平野さんが考える次世代の社会モデルとはどういったものでしょうか?

私達、地域再生機構は「持続可能な地球をつくっていくためには、持続可能な小地域をつくっていくことが大切。そのためには農山村の豊富な資源を活用して、食・エネルギーをまかなっていく必要がある」と考えています。日本が次にめざすべきは、これまでのような経済成長を前提とした社会ではなく「足るを知る社会」であり、そのためには地域の特性を活かした地産地消型の自然エネルギーがカギになると思います。

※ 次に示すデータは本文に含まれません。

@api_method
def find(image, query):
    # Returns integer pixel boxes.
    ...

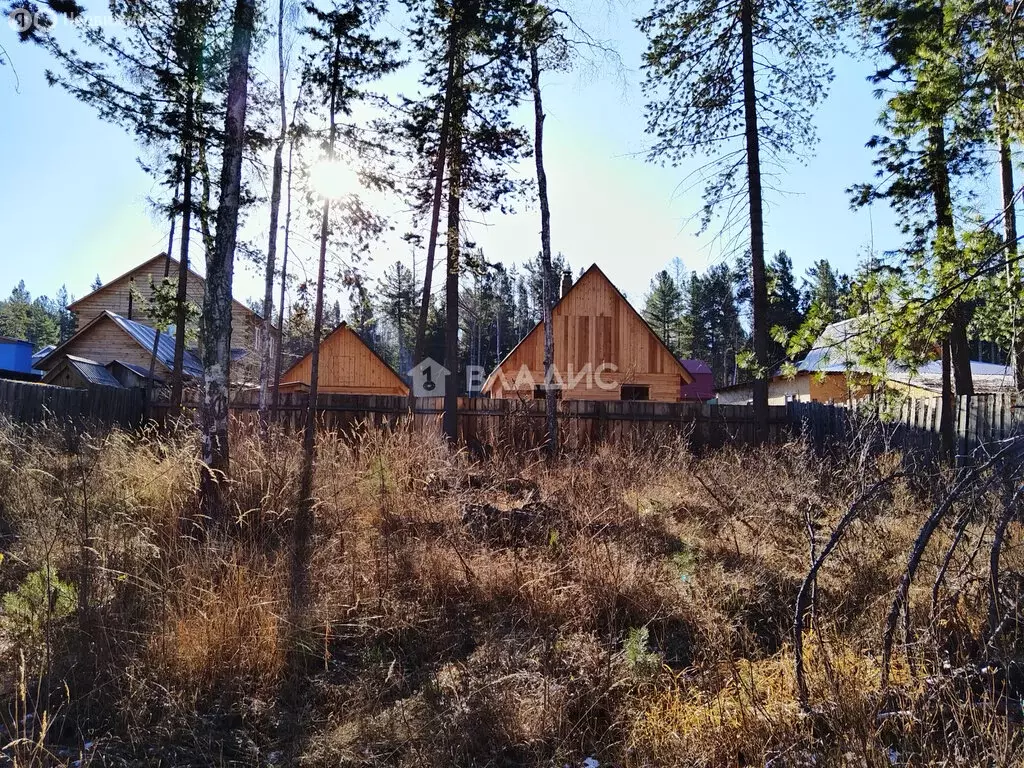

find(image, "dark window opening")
[618,384,650,400]
[534,384,562,400]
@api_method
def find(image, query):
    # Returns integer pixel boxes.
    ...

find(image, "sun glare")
[309,160,355,200]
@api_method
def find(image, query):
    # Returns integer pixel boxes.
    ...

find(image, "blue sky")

現在の日本は人口減少社会に突入しており、地域間の競争が既に始まっています。中心市街地の衰退が問題になっていますが、田舎はそれとは状況が異なり、更に縮小・衰退が深刻であり、人を引き付ける仕掛けがないと生き残れないと思います。幸い、地方には東京にないものがたくさんありますので、それをうまく活用することが必要です。

一方、先般の東日本大震災・原発事故を経て、電力等の大きな社会システムに過度に依存することの危険性を強く感じました。「大きく高度な社会システム」を否定するつもりは毛頭ありませんが、これからは、そうした大きな社会システムと「小さく手触り感のある顔の見える仕組み」が共存すべきであると考えています。ひとたび石油価格が上昇すれば、大規模農業が立ち行かなくなり、大規模農業に依存している都会は人口が減って、食・エネルギーが自給できる田舎は逆に人口が増える社会になる可能性もあると思います。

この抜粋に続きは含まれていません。